Jordan Peterson is a notorious Canadian Psychology professor and now Best Selling author of his new book ’12 Rules to Life,’ which has sold over 2 million copies worldwide.
Peterson is highly influential, as well as controversial, seemingly finding himself in some kind of new political predicament each week due to his rather blunt, uncensored opinions on social matters.
Although he is hugely successful, it isn’t all sunshine and rainbows for Peterson. He has mentioned struggling with severe bouts of depression, along with suffering from what he believes is an auto-immune disease.
Similarly his daughter Mikhaila was diagnosed with rheumatoid arthritis, a severe autoimmune disorder which led to her getting both her hip, and ankle replaced when she was 16.
After seeing this video, my entire life began to change.
You see, my partner Georgie suffers from an autoimmune disease.
Which disease, you ask? Well, she had markers for Crohn’s disease, along with irregular menstruation, a daily battle with Migraines, bloating, cystic acne, hormonal issues, constipation, gum disease, teeth grinding, and random burning sensations on parts of her body at certain parts of the day.
And that doesn’t even touch on the mental aspect of what she was going through.
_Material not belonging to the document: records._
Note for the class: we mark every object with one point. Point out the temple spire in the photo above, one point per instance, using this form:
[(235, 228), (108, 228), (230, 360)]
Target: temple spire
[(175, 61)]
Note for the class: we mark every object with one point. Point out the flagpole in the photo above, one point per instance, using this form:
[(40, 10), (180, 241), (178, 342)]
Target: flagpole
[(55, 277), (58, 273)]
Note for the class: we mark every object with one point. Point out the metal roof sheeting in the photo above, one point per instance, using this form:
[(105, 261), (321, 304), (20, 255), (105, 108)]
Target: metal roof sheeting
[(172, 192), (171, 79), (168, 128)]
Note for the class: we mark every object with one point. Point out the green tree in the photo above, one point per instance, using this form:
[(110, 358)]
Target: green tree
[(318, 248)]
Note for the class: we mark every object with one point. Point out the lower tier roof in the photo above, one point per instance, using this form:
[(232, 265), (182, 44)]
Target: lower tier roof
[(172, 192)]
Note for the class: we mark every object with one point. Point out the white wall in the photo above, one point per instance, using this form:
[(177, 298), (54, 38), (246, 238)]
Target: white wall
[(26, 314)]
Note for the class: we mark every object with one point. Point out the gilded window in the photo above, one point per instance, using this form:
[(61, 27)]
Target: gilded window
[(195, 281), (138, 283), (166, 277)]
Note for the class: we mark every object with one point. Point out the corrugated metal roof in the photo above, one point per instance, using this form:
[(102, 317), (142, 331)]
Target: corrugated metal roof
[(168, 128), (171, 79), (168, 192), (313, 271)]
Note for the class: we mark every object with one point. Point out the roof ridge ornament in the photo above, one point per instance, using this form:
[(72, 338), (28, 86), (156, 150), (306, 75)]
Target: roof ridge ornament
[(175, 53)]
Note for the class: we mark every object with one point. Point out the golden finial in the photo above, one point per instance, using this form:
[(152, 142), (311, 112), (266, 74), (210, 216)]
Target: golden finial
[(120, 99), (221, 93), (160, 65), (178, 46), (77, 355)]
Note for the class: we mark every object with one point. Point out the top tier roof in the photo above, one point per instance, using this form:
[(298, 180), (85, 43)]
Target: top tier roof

Frequently I would have to watch the woman I loved breakdown into tears after receiving yet another piece of bad news from doctors and health specialists.
It seemed we were on an unstoppable conveyor belt towards her having to wear a colostomy bag and having full-blown Crohn’s disease.
Until, that is, I heard Jordan Peterson talking about diet.
In retrospect it seems idiotic of us to have never considered the effect of the foods we eat, but we didn’t even really believe ourselves to be unhealthy.
Sure, we had a sweet tooth, and would maybe indulge in some chocolate every once in a while, but who doesn’t, right?
Well, after listening to Peterson, Georgie and I agreed we should try modifying our diets. I mean, what’s the harm?
Similar to Peterson we began to only eat meats and vegetables.
This is when things began to change.
Almost all of Georgie’s conditions disappeared.
The migraines stopped. The constipation stopped. The gum disease began to improve. She no longer felt painful bloating after every meal. Things were finally looking up.
Ailments which had plagued her for years, unfailingly and with no apparent recourse, finally began to subside on this new diet.
And they didn’t just change for her either. I began to notice changes in myself too.
Suddenly my thoughts became clearer, and more positive. I became more confident, more energetic and more extroverted. I became more present, and even funnier.
I wouldn’t have called myself a particularly anxious person before changing my diet. Though, after cutting out certain foods, I no longer felt the butterflies in my stomach that would appear in particular situations.
What I thought were just the anxieties of being human, the unavoidable moments of angst at simply being alive, turned out to actually be my stomach processing foods it shouldn’t be eating.
And without those butterflies, nervousness simply disappeared.
My stomach was now calm, and so was my mind. It was the best I’d felt perhaps in my entire life.
I also began to notice how I used to eat, through my co-workers.
Around the 3 o’clock mark, people would scurry in from their breaks, often accompanied by some kind of snack. A snickers bar, some chips, perhaps some soft drink.
I remembered that feeling, the burst of energy that you would get after biting into chocolate. For a moment, I missed it.
Now, my energy stays consistent, without the spikes, without the stomach-ache.
And Georgie, she’s still improving. Throughout this journey we’ve learned of the compounding damage of processed foods.
Georgie got several allergenic tests done, and it turned out she was intolerant to egg, and onion, and plenty of other things we had been eating almost daily.
Now, we only eat what is good for us, which we figure out through research but also intuition.
For example, we’ve realised Georgie can only eat meat a few times a week.
Unlike Petersons Carnivore Diet, having meat on a daily basis seemed to be too much for Georgie’s body to process. This, we believe, was what helped her acne the most, was cutting the meat consumption down, and eating more vegetables and fish.
How did we figure this out? Trial and error.
The single most important lesson I think I’ve learned from being a part of this whole journey, was to listen to my body.
If you really listen, and really connect to how you feel after certain foods, you will know what’s good for you.
Now I’ll add the obligatory caveats, I’m not a scientist, or a dietician, or even vaguely qualified to give people dietary advice.
All I will say is to try it. Eat vegetables, eat fish, eat meats, and see what feels right for you. Cut out the foods you know you shouldn’t be eating, and see how you change.
You truly are what you eat, and if you eat trash, I guarantee you will feel like it. Treat your body like the piece of machinery it is, and keep it well-oiled and maintained. Deep down you know what’s good for you, so listen to your body and thank me later.